‘Any turmoil in crypto at present will destabilize the markets’

Atul Bhole, Senior Vice President of Investments at DSP Investment Managers believes that any turmoil in the crypto markets will invite volatility in the markets. He spoke with Mint on the need for crypto regulations, China’s Evergrande crisis, and why he is still bullish on equities despite the price valuation. Edited excerpt:

For a long time, there has been a possibility of a sharp fall in the markets. Could China’s Evergrande Crisis Be the Trigger?

It will be impossible to predict which event will lead to its correction and timing as the market continues to mount a wall of worries. While the Evergrande crisis may cause some growth slowdown in China, it may not cause any systemic issues given the Chinese government’s ability and track record of acting quickly.

The Central Bank’, particularly the US Fed, commentary and further action will be the most important events that will be watched eagerly by market participants to err on the side of caution.

The fixed asset allocation for DSP Flexi Cap Fund is 65-100% Equity. But, at present, the fund is around 97% equity. Do market conditions warrant a reduction in equity allocation?
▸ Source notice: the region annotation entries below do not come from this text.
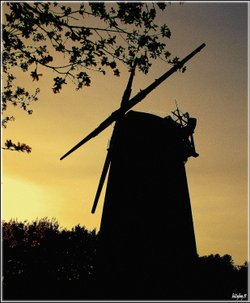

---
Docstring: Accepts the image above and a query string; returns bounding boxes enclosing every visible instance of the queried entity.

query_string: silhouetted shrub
[3,218,97,299]
[2,218,248,300]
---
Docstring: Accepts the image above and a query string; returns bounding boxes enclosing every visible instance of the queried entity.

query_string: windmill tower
[61,44,205,299]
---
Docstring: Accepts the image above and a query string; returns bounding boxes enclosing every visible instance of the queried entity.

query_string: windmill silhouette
[61,43,205,299]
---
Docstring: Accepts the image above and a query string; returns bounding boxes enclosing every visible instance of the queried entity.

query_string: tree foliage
[2,218,248,301]
[2,2,181,151]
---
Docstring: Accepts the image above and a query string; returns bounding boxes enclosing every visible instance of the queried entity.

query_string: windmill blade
[91,59,137,214]
[91,149,111,214]
[60,43,206,160]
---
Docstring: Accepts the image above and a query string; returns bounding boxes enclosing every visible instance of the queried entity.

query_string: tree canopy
[2,2,181,152]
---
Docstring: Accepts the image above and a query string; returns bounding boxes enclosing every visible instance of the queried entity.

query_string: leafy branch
[2,2,178,151]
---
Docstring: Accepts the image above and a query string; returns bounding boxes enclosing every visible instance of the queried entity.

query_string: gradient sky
[2,2,248,264]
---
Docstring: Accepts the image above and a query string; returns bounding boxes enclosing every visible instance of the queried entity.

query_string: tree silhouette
[2,2,182,152]
[2,218,248,300]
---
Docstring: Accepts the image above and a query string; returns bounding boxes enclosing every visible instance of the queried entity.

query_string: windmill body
[60,43,205,300]
[94,111,197,295]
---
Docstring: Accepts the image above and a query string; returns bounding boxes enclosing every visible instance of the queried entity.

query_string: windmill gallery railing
[60,43,206,213]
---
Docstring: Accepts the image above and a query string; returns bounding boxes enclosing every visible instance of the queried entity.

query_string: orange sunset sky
[2,1,249,264]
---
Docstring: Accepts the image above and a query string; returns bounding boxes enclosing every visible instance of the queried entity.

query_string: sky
[2,1,248,264]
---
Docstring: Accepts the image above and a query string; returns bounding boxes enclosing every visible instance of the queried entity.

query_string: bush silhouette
[2,218,248,300]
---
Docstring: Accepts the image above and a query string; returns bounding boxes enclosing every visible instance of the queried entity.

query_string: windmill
[60,43,205,299]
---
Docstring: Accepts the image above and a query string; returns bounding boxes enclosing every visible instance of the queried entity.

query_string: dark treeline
[2,218,247,300]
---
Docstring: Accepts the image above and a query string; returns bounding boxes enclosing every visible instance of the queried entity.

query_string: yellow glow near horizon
[2,2,248,264]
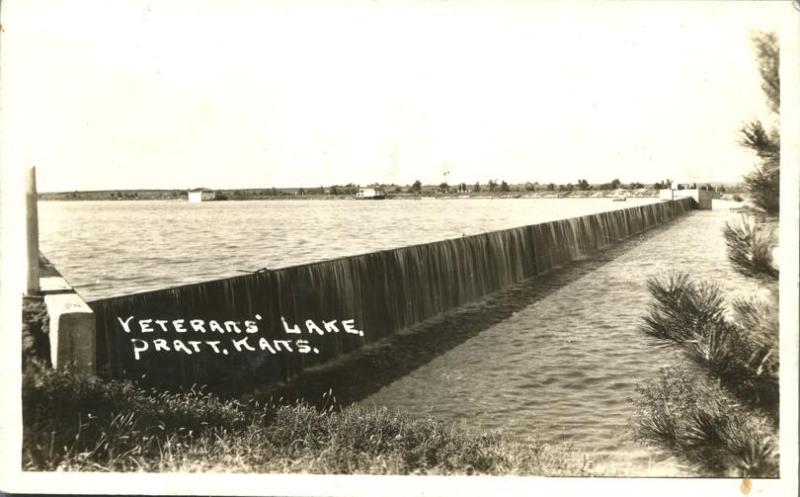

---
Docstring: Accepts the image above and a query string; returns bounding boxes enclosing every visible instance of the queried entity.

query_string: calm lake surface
[362,203,764,476]
[39,199,656,300]
[39,199,758,476]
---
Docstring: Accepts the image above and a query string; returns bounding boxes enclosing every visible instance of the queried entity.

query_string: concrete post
[25,167,39,295]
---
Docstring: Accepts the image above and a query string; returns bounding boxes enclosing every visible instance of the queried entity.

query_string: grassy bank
[23,367,586,475]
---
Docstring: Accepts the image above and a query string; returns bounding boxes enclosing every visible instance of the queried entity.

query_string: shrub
[633,368,779,478]
[22,297,50,371]
[722,217,779,280]
[641,274,778,412]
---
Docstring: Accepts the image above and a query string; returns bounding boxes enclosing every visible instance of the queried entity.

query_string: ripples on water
[363,203,757,476]
[39,199,653,300]
[40,199,756,475]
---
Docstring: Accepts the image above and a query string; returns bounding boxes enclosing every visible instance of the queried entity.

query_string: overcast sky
[1,0,792,191]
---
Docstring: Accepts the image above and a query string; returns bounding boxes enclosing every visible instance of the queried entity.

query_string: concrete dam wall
[89,198,694,392]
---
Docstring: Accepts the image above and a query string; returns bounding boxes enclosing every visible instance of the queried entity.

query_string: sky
[0,0,792,191]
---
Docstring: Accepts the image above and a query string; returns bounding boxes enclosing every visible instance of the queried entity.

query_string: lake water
[40,199,758,476]
[39,199,654,300]
[362,203,763,476]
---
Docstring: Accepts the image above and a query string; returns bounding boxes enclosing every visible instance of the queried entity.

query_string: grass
[23,368,588,475]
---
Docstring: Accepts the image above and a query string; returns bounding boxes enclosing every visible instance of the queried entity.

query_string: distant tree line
[39,178,736,200]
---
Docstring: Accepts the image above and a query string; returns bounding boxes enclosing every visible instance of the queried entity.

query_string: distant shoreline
[39,189,672,202]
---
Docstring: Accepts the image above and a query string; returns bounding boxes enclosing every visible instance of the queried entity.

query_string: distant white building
[189,188,217,203]
[356,188,386,199]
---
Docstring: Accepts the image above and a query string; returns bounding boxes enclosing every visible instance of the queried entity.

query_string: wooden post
[25,167,40,295]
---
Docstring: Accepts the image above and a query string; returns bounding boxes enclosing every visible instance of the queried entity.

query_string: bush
[722,217,779,280]
[633,368,779,478]
[641,274,778,408]
[23,369,586,475]
[22,297,50,371]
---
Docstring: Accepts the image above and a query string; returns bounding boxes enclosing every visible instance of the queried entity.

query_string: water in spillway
[362,203,758,476]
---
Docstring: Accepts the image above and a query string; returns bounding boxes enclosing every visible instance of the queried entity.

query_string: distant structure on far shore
[356,188,386,200]
[189,188,217,203]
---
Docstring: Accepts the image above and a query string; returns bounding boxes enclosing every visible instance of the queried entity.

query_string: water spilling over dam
[90,199,692,391]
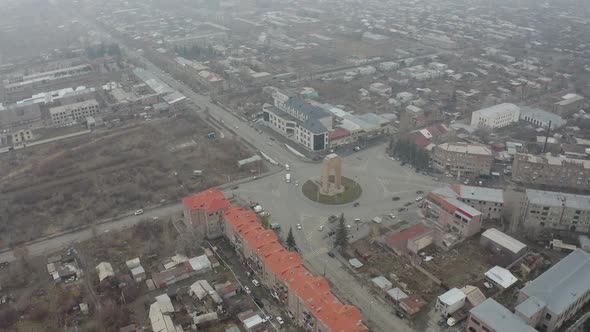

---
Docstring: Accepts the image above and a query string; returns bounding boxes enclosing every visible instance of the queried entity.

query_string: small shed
[485,265,518,289]
[387,287,408,303]
[371,276,393,291]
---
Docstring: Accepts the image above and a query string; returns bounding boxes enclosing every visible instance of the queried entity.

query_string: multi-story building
[263,91,333,151]
[512,153,590,190]
[471,103,520,129]
[223,206,367,332]
[519,189,590,232]
[431,143,494,177]
[49,99,100,125]
[435,184,504,220]
[467,298,538,332]
[422,187,482,238]
[182,188,230,240]
[553,93,584,118]
[515,249,590,332]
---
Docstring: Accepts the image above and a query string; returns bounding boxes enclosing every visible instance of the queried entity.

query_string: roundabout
[301,175,363,205]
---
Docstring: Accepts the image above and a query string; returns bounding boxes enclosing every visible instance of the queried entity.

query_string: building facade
[431,143,494,177]
[222,206,367,332]
[466,298,538,332]
[422,187,482,238]
[519,189,590,233]
[263,91,333,151]
[512,153,590,190]
[471,103,520,129]
[515,249,590,332]
[49,99,100,125]
[182,188,230,240]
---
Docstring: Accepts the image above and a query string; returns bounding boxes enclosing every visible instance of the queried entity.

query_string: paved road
[234,145,441,332]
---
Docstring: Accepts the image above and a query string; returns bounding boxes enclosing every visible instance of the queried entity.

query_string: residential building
[479,228,527,266]
[518,189,590,233]
[467,298,538,332]
[385,224,434,255]
[430,143,494,177]
[434,288,467,317]
[263,91,333,151]
[515,249,590,332]
[520,106,567,129]
[223,206,367,332]
[422,187,482,239]
[471,103,520,129]
[182,188,230,240]
[432,184,504,220]
[49,99,100,125]
[0,104,42,129]
[512,153,590,190]
[553,93,584,118]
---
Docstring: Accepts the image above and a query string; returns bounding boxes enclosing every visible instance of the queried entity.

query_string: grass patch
[301,175,363,205]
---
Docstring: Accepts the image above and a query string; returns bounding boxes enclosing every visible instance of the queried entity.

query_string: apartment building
[262,91,333,151]
[49,99,100,125]
[471,103,520,129]
[445,184,504,220]
[512,153,590,190]
[223,206,367,332]
[422,187,482,238]
[519,189,590,232]
[182,188,230,240]
[467,298,538,332]
[430,143,494,177]
[515,249,590,332]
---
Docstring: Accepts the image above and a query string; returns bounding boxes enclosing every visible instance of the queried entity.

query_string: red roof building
[182,188,231,240]
[210,192,367,332]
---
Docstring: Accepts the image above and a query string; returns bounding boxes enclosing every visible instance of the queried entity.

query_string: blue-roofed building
[263,91,333,151]
[515,249,590,332]
[467,298,538,332]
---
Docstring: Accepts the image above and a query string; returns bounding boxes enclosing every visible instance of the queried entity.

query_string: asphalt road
[233,145,441,332]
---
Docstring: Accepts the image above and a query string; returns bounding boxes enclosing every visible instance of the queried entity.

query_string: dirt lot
[0,115,264,247]
[421,237,493,288]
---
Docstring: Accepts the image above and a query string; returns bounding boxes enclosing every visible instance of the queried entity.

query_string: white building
[435,288,466,316]
[471,103,520,129]
[49,99,100,125]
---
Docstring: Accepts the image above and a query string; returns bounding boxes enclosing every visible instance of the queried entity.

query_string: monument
[322,153,344,195]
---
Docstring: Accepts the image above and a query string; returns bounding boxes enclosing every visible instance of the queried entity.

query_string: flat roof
[481,228,526,253]
[520,249,590,315]
[469,298,537,332]
[526,189,590,210]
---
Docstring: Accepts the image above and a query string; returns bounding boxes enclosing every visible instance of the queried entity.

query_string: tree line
[389,139,430,169]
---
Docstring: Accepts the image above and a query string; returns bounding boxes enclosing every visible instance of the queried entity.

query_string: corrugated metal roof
[520,249,590,315]
[481,228,526,253]
[469,298,537,332]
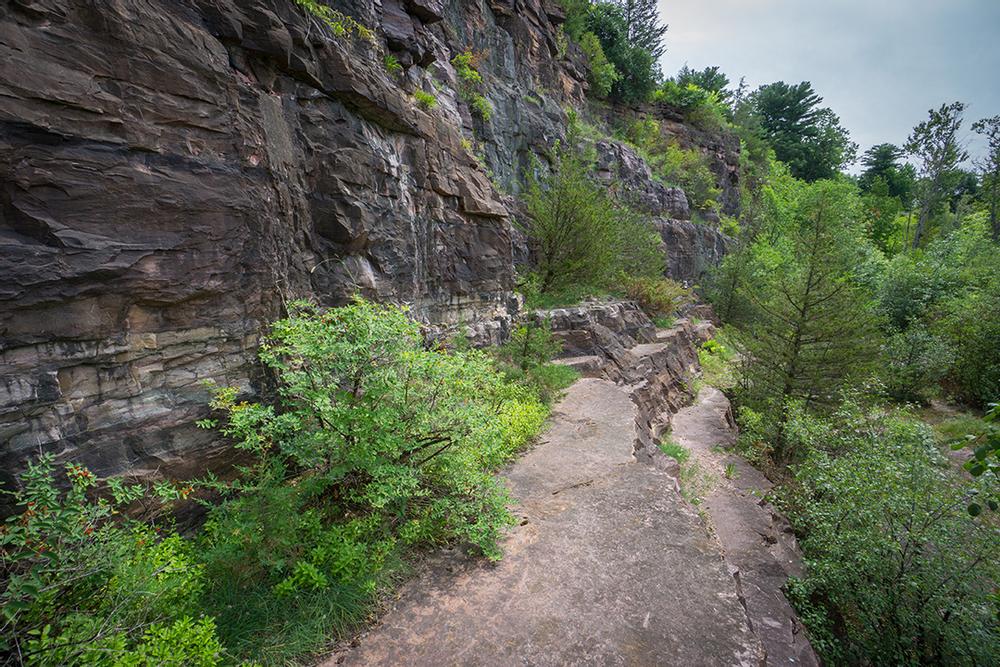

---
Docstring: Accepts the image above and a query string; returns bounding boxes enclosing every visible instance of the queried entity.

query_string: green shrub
[495,321,579,404]
[784,415,1000,665]
[0,454,222,665]
[199,300,547,663]
[935,272,1000,407]
[382,53,403,76]
[625,117,722,211]
[413,88,437,111]
[880,324,953,403]
[585,2,662,104]
[469,93,493,122]
[659,439,691,465]
[698,331,736,391]
[451,50,493,122]
[295,0,375,42]
[653,79,728,131]
[623,277,694,317]
[520,117,663,295]
[580,32,621,99]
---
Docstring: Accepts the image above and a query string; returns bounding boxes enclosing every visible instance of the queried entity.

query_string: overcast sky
[659,0,1000,171]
Equities as an asset class are in a sweet spot, given the powerful macro-environment evolving globally, where growth is finally making a comeback with some degree of inflation.

Equities benefit from adequate liquidity and low interest rates as normalization of easy monetary policies is likely to be very gradual. In the case of India as well, all the drivers of the economy viz. Exports, infrastructure, real estate and finally consumption are up for fire.

How will the demand for a passive style of investing impact the mutual fund industry?

Passive investing has its merits in terms of index neutrality and low fees. Its ratio to Overall Asset Under Management (AUM) can definitely increase. But we see that growth in overall AUM will be strong enough in itself, and active investments are still making up a large part of that. As we again enter a broad-based growth phase, active managers have the opportunity to generate alpha by leveraging their stock selection capability.

If a new investor is coming into the market 1 lakh in hand, what should be his strategy?

We would advise investors to stick to their asset allocation and keep investing in each asset class as an allocation plan instead of changing it according to market level. If the allocation pattern requires investment in equities, the investor can go for it in one go or through a Systematic Transfer Plan (STP) over the next three-six months.

It is very important to note that after such a breakneck rally, a repeat cannot be expected in the near term and investment needs to last more than five-seven years to expect good returns from these levels. it occurs.

Do you think that cryptocurrencies being regulated as an asset or commodity will have any impact on the mutual fund industry?

Any volatility in this category would invite volatility in the markets, given the wealth and scale attracted by cryptocurrencies over the past few years. All other assets could see some correction in the short term if the regulations lead to a massive drop in crypto values ​​and destruction of wealth.

But stock prices are underlying business unlike crypto and should see a bounceback soon with a change in allocation.

It would be better if governments and central banks start regulating cryptocurrencies as soon as possible before the bubble gets bigger.